Le lendemain matin, Rav Halperin se présenta néanmoins devant le bureau du directeur, bien qu’il fût convaincu que cela ne servirait à rien. Mais, comme dans toute histoire ‘hassidique qui se respecte, la surprise continuait : l’homme l’attendait, le sourire aux lèvres ! « Tu pensais que j’allais certainement profiter de cette annulation pour annuler ma promesse ? Il n’en est rien ! Tu as accompli ta part du deal, j’accomplirai la mienne ! Tu n’es en rien responsable de l’annulation du match ! ».

Des témoins dignes de foi racontent qu’on entendit le soupir de soulagement de Rav Halperin jusqu’au bout de la rue !

Le match historique n’eut pas lieu mais la mise de Téfilines historique eut lieu !

Le Chabbat suivant, alors que Rav Halperin participait au Kiddouch dans la synagogue Tsema’h Tsédek de Jérusalem, il raconta sa réussite personnelle.
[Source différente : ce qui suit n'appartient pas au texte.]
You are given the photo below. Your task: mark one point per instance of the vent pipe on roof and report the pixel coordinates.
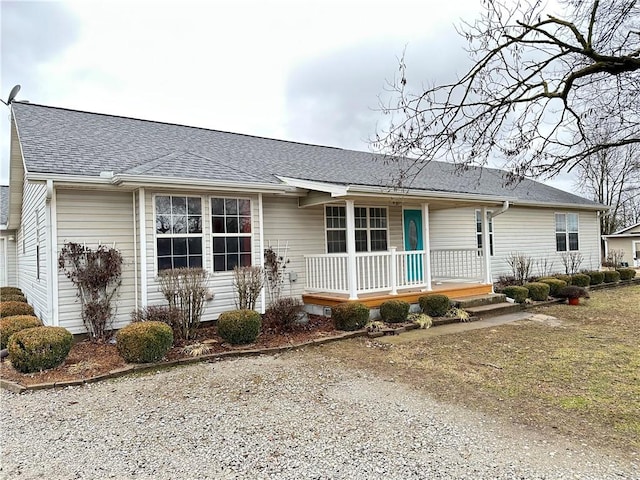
(12, 95)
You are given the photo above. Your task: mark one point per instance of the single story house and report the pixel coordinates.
(170, 195)
(627, 242)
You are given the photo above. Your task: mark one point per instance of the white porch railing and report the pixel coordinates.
(449, 264)
(390, 270)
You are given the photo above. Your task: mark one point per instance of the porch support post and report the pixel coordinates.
(142, 217)
(427, 246)
(351, 250)
(486, 249)
(393, 271)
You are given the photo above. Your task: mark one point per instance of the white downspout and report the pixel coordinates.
(351, 250)
(52, 252)
(263, 295)
(486, 251)
(505, 207)
(486, 247)
(142, 200)
(135, 251)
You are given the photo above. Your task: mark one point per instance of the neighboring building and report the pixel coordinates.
(626, 241)
(169, 195)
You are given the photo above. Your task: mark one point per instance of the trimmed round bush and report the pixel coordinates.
(580, 280)
(239, 327)
(39, 348)
(394, 311)
(555, 284)
(626, 273)
(538, 291)
(436, 305)
(596, 277)
(144, 342)
(350, 316)
(10, 291)
(611, 276)
(14, 297)
(11, 325)
(519, 294)
(566, 278)
(10, 309)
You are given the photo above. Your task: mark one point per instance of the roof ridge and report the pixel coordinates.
(22, 102)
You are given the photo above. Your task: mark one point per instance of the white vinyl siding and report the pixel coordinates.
(567, 232)
(94, 218)
(8, 259)
(300, 230)
(624, 244)
(531, 231)
(33, 252)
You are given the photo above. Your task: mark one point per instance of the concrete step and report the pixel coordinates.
(494, 309)
(479, 300)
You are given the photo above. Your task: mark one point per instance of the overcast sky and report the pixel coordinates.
(308, 71)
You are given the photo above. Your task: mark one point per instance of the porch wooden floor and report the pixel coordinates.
(373, 300)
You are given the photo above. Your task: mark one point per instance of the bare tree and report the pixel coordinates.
(527, 99)
(612, 177)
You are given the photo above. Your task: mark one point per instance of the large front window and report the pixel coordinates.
(370, 229)
(566, 232)
(231, 233)
(178, 231)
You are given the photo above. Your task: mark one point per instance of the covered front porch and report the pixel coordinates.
(406, 273)
(454, 290)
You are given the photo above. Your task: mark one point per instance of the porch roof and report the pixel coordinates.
(63, 142)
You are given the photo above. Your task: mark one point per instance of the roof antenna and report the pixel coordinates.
(12, 95)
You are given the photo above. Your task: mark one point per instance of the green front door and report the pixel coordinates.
(412, 220)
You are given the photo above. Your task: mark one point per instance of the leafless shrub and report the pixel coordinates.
(186, 290)
(614, 259)
(520, 266)
(248, 282)
(571, 262)
(544, 267)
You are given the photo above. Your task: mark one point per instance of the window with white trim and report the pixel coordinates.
(178, 231)
(371, 227)
(231, 232)
(566, 232)
(479, 232)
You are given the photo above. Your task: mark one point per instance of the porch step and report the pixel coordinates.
(480, 300)
(494, 309)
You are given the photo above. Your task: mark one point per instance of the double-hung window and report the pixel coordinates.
(231, 232)
(479, 232)
(566, 232)
(371, 228)
(178, 231)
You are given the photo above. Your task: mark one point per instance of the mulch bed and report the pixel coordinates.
(87, 359)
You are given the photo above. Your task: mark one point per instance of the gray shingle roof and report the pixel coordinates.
(61, 141)
(4, 204)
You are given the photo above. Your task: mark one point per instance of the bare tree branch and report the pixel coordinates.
(527, 103)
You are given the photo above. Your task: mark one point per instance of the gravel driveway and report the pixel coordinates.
(293, 416)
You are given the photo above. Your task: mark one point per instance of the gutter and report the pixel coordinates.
(138, 181)
(505, 207)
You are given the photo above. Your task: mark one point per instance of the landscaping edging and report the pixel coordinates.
(141, 367)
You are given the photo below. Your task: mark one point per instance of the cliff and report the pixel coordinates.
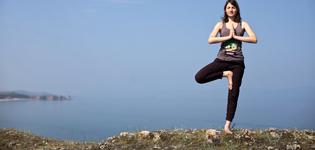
(181, 139)
(13, 95)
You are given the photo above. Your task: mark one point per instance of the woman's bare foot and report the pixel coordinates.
(229, 75)
(227, 129)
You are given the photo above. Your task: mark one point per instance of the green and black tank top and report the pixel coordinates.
(231, 50)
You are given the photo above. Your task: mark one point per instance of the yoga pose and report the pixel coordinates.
(230, 60)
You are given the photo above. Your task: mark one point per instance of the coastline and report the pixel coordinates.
(271, 138)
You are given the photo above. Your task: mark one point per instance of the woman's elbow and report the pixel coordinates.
(254, 40)
(211, 41)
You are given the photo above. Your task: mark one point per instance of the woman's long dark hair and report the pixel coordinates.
(238, 13)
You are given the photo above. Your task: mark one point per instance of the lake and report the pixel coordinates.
(95, 119)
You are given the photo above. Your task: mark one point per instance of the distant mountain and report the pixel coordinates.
(31, 95)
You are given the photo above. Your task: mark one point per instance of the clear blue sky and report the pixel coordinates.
(148, 47)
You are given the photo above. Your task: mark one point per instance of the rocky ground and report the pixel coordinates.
(270, 139)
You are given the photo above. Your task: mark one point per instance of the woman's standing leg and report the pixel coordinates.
(238, 72)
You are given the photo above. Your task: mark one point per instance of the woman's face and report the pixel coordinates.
(230, 10)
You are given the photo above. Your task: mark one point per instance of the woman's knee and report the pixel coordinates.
(199, 79)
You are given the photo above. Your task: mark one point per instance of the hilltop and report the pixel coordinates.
(271, 139)
(16, 95)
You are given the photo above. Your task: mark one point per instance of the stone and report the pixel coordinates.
(143, 134)
(274, 134)
(270, 148)
(123, 133)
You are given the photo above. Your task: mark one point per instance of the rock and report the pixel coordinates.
(123, 133)
(270, 148)
(156, 137)
(143, 134)
(310, 137)
(274, 134)
(271, 129)
(296, 146)
(212, 133)
(213, 136)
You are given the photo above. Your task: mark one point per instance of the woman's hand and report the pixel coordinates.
(232, 33)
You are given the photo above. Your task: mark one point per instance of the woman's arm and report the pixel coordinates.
(213, 36)
(251, 38)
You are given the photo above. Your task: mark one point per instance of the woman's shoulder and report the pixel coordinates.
(219, 25)
(244, 24)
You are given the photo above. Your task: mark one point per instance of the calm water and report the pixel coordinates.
(87, 119)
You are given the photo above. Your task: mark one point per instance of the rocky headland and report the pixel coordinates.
(178, 139)
(25, 95)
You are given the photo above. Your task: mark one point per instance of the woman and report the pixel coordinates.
(230, 60)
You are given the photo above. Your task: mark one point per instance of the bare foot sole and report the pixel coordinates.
(227, 131)
(229, 75)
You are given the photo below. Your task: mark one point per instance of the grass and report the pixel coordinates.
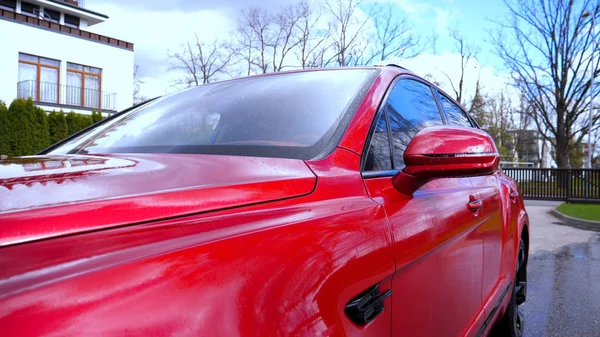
(586, 212)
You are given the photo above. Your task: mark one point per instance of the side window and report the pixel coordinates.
(379, 154)
(410, 107)
(455, 115)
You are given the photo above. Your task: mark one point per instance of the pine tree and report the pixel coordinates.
(40, 128)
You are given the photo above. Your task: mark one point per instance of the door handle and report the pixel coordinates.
(475, 205)
(367, 306)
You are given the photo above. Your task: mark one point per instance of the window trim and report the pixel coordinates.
(380, 108)
(36, 8)
(441, 94)
(7, 8)
(39, 65)
(83, 73)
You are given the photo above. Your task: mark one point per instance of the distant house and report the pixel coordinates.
(47, 54)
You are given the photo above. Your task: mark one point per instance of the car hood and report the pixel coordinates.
(47, 196)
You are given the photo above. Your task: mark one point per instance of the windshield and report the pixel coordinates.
(288, 115)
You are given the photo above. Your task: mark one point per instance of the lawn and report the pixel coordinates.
(586, 212)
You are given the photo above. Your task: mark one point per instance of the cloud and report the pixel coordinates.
(183, 5)
(155, 33)
(449, 63)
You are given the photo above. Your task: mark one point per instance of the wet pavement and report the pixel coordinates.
(563, 297)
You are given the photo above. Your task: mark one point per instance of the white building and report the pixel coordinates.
(47, 54)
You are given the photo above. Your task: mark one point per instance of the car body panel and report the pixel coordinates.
(282, 268)
(240, 246)
(438, 246)
(49, 196)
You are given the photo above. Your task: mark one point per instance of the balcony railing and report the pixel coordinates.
(67, 95)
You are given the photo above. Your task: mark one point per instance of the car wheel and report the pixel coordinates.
(512, 323)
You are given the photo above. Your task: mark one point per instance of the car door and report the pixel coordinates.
(437, 241)
(487, 189)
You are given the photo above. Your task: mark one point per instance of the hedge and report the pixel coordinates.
(26, 129)
(57, 124)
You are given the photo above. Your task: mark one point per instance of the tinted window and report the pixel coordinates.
(410, 107)
(454, 114)
(379, 154)
(293, 115)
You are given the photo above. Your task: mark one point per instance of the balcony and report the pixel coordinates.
(79, 3)
(69, 97)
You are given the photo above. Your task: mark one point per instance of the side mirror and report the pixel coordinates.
(446, 152)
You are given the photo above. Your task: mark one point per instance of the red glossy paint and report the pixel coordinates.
(444, 152)
(49, 196)
(194, 245)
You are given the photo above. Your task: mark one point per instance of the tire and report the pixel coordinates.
(512, 323)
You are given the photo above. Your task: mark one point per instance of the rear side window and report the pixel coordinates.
(410, 108)
(379, 154)
(454, 114)
(287, 115)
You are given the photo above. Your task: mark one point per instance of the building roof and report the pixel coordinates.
(64, 3)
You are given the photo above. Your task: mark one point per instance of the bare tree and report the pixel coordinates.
(393, 36)
(310, 51)
(468, 53)
(200, 62)
(286, 24)
(548, 52)
(346, 29)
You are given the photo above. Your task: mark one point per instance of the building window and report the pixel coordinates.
(51, 15)
(84, 86)
(71, 21)
(29, 9)
(38, 78)
(8, 4)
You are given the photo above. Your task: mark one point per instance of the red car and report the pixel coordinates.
(337, 202)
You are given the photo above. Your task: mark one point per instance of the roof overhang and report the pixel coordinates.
(90, 16)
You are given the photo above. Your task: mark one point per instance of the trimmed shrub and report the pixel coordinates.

Il se trouvait justement sur place un homme d’affaires argentin ! Et voici ce que celui-ci raconta : « Sachez que cette semaine, j’ai perdu beaucoup d’argent ! Et, à mon échelle, beaucoup, c’est vraiment une très grosse somme ! J’ai perdu du temps, de l’argent, de l’énergie pour organiser ce match du siècle qui aurait dû sceller l’amitié entre les peuples. Malheureusement, comme vous le savez, nos ennemis ont agi avec fourberie et ont même proféré des menaces de mort pour faire annuler ce match. J’ai œuvré de toutes mes forces et j’ai contacté les plus hautes autorités politiques, économiques et diplomatiques pour que ce match ait tout de même lieu. En vain. Mais comme je suis heureux que, malgré tout, quelque chose de positif soit sorti de cette aventure : un Juif qui ne l’avait jamais fait a accepté de mettre les Téfilines ! Non, mes efforts n’étaient pas vains puisque maintenant j’apprends ce qui s’est passé en coulisses ! J’ai entendu la véritable histoire de la bouche de Rav Halperin !

Nous n’avons pas mérité de voir Messi à Jérusalem mais un Juif, quelque part au nord d’Israël, a mis les Téfilines pour la première fois de sa vie et certainement, cela activera la venue du véritable Messie ! ».